Ligeti came to mind, not that the opening string scurryings sounded quite ‘like’ him, let alone the ‘harsher’ soundworld of, say, Xenakis, but as a starting-point, not only for my own orientation, but for appreciation of Haas’s sheer inventiveness, one could probably have done worse. (I saw afterwards that Rattle had also invoked Ligeti, so perhaps I was not being entirely fanciful.) There is theatre, of course, even if one did not know that Haas composed the work partly as an expression of dismay at the rise of the Freedom Party in Austria’s 1999 elections. (He grew up in Voralberg, later reflecting upon his experience: ‘However impressive the landscape might have been … life there in the 1950s and 1960s was largely cut off from the cultural developments in the world outside.’ This was no sentimental rural idyll, then, for him, but a disturbingly reactionary environment in need of response.) Periods of total darkness enable one to listen all the more closely: what extraordinary skill on the part of the musicians! And the dawning of light upon the stage more often than not proves – yes, in vain. Ceremonial contributes to that sense of theatre, brass perhaps recalling the great aequale of Austrian tradition: archaic almost, and yet very much of the present, just like the trombones in Don Giovanni or Beethoven’s Missa solemnis.

For it was the ghosts of German Romanticism that most haunted my experience of the work. Perhaps that is simply a matter of personal preoccupation, but it is not, I think, entirely so. Battle and curious confluence between ‘natural’ and modern, tempered tuning take place; again, Ligeti inevitably came to mind. (Is it that contest that makes the music ‘microtonal’, or is it the microtones that suggest to Haas the contest?
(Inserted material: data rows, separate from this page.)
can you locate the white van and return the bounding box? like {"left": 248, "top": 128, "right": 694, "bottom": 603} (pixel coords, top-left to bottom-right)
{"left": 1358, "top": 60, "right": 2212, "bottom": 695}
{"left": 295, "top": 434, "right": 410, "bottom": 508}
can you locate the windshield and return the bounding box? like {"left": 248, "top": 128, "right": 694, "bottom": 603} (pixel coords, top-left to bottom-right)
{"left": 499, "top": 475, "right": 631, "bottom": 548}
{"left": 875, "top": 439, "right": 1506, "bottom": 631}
Does it matter?) But the sense of trying to recreate a ‘natural’ world both necessary and yet, in some senses, out of our grasp, born of major triads, the arpeggios of, say, Das Rheingold, and the heart-rending horn echoes both of Wagner and of Der Freischütz – Schumann too – summons up the ‘in-vain-ness’ not only of musical works but also the landscapes of Caspar David Friedrich. Those paintings may have been over-exposed in recent years, tarnished by base commercialism; so has Romanticism itself, many times over. The specific and the generic will nevertheless survive. Ghosts will adapt; indeed, we may doubt whether they are ghosts at all. There were indeed a good few times in which memories of that great ‘farewell’ that is not really a farewell to Austro-German tradition, Strauss’s Alpine Symphony, insinuated themselves. I have heard many people express surprise that Helmut Lachenmann, that most avid, intrepid examiner and re-inventor of this tradition, should so admire Strauss’s work; that must reflect on their misunderstanding of Strauss. Lachenmann ‘gets’ Strauss; so, I suspect, does Haas.
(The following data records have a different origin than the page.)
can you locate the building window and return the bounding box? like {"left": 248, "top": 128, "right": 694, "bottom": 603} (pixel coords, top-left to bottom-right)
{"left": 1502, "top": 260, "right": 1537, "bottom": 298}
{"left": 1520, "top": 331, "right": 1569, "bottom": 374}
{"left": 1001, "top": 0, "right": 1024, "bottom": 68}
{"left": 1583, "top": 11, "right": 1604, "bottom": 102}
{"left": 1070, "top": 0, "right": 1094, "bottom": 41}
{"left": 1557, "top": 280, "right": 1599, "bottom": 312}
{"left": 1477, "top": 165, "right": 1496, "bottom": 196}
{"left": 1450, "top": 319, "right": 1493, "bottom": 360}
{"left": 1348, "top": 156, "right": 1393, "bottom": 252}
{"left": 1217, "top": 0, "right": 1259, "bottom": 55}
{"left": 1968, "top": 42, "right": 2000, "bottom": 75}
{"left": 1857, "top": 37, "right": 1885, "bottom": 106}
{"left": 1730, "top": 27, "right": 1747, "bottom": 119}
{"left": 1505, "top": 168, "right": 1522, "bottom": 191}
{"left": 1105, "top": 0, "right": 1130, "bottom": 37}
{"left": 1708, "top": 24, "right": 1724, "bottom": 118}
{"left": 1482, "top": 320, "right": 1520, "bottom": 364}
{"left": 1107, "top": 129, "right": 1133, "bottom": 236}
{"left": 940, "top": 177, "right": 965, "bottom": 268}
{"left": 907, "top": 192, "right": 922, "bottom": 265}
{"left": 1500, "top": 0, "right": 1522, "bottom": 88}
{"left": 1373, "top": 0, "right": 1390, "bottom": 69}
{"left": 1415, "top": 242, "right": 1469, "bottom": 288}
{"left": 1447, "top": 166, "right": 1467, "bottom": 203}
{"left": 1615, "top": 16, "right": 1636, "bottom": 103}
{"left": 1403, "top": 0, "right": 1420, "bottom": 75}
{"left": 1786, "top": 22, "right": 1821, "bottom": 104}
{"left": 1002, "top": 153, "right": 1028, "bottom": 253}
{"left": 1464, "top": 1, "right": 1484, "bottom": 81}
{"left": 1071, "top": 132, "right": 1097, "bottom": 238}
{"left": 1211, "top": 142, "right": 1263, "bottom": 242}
The inexorable downward scalic passages of the closing ten minutes or so are as mesmerising as anything I have heard in ‘new music’ for quite some time. Tension mounting – doubtless at least as much through the Sinfonietta’s superlative performance as through the work itself – these apparently generative passages lead nowhere – but it is, of course, nowhere, nothing, something negative, in vain, that is being generated. Attempts to break free of what Rattle illuminatingly describes as ‘music … [getting] stuck on  … [an] extraordinary Escher staircase’ seem to involve both reversion, that is to scales themselves, and also neo-Lisztian innovation. My memory drew parallels with the introduction to Liszt’s B minor sonata, to the astonishing scales that most undervalued, most farsighted of nineteenth-century masters offers as material for more or less the entirety of that indisputable masterpiece. And the disconcerting, even frightening stop to which the music suddenly came: that, I thought, could only be Wozzeck. Rattle, I discovered, thought so too, adding Erwartung to the mix as well.
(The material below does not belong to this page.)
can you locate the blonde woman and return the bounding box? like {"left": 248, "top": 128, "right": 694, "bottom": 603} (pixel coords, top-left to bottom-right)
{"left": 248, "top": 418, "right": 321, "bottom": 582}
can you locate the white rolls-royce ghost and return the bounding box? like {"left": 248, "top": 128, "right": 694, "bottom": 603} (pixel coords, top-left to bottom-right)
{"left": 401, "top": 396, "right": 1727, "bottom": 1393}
Performances, insofar as I could tell, were exemplary throughout. The London Sinfonietta are past masters at such challenges, yet we should celebrate that achievement rather than take it for granted. Pomàrico, making his London debut, clearly needs to visit these shores again soon. So does Haas. The concert will be broadcast on BBC Radio 3 Hear and Now, on Saturday 18 January 2014.